From the Back of the Drawer: Silverice

JUSTIN AVELLAR(this article was first published in October 2012)

with Stephanie Carter

The Silverice Balls would have fit right in behind the modern bar. Photo by SoFAB Staff.

Each week, we rummage through the dark corners of our kitchen drawers to bring you an enigmatic item. We ask you to guess what it is in our weekly From the From the Back of the Drawer puzzle. To enter this week’s puzzle, visit this page. To read more descriptions of past items, visit this page. And, don’t forget to donate your odd items to the Southern Food and Beverage Museum.

This week, we found Silverice!

Ice performs an important task – keeping a drink cold and enjoyable. However, it does this at a cost – diluting your perfect cocktail to a dreary, watery mess. Besides that, making ice cubes in trays, breaking them loose, refilling the trays, carrying it without spillage to the freezer irks just about everyone.

To combat this issue, Silverice arrived in the 1920s.  Instead of creating ice in pans that inventor William Glennan described as entailing “labor” and “danger of spilling water from the pan,” one simply puts Silverice, metal balls containing water or some “congealable substance” in the freezer.   Once the inside of the balls are frozen, they can be used to keep one’s drink cold and potent.  And the best part is that Silverice can be used repeatedly- unlike ice, which melts back into water.
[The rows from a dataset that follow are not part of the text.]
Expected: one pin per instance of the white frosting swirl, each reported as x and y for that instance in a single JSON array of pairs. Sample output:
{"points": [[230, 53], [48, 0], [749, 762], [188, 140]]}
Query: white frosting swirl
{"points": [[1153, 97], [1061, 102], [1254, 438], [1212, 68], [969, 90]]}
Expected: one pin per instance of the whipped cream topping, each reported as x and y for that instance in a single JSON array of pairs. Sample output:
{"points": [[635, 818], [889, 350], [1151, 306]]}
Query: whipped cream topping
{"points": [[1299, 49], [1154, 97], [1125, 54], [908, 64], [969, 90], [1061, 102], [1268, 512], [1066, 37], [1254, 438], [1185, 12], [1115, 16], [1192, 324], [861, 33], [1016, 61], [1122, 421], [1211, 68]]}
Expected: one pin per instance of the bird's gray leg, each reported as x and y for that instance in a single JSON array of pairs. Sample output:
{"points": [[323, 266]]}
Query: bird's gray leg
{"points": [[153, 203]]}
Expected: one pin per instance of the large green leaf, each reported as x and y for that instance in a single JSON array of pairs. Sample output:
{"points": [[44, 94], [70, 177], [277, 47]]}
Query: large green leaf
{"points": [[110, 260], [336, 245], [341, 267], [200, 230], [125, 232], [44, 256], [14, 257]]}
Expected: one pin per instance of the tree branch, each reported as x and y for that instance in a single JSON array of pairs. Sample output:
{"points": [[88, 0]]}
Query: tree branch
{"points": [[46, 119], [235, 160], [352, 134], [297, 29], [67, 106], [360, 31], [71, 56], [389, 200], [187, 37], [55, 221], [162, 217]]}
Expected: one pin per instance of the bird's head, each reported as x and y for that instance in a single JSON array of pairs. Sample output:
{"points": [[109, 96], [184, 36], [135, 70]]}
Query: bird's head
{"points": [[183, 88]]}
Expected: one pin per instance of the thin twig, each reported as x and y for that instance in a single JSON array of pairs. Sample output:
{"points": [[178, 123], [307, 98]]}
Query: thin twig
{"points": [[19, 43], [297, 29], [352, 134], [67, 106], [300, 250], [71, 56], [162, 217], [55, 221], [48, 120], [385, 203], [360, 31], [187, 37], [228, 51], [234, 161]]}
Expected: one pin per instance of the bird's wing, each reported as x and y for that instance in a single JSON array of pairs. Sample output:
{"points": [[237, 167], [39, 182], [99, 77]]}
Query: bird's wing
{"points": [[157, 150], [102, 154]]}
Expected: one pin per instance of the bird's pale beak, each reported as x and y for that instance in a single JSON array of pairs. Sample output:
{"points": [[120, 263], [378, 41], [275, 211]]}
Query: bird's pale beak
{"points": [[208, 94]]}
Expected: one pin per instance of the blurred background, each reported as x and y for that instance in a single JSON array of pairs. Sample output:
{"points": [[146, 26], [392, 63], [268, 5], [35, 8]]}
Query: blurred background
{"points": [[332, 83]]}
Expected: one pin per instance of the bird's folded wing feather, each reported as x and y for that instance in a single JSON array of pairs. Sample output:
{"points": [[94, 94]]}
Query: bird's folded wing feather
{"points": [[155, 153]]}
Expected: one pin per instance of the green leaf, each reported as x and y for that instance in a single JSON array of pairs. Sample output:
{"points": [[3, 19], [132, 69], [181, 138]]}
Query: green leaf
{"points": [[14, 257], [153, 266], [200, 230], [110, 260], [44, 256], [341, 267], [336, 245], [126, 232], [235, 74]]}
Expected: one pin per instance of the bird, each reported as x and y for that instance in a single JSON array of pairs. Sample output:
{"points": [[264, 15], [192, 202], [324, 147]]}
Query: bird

It was marketed by Mary Ryan in 1929 as the “smart new icing convenience for the everyday hostess.” However, most people could not afford the $600-700 refrigerators with freezers in 1929, and the $5 item remained a very expensive novelty.  Five dollars in 1929 would be the equivalent of $66 today.  That’s a lot of bags of ice.

Our Rating: Save it! We’re guessing that you, unlike people in 1929, do have access to a freezer. Vintage cocktail items are hot and these will fit in perfectly at your next cocktail party without watering down that drink.
Design: Excellent! Pretty, modern, and practical.
Originality: Great! This was an original idea, so much so that it came before its time and ultimately failed.
Practicality: Amazing! You wouldn’t use these every day but they are extremely practical for a nightcap with friends. They accomplish the goal of making a cocktail kind of classy and interesting, while keeping it as flavorful as it was before you added the Silverice.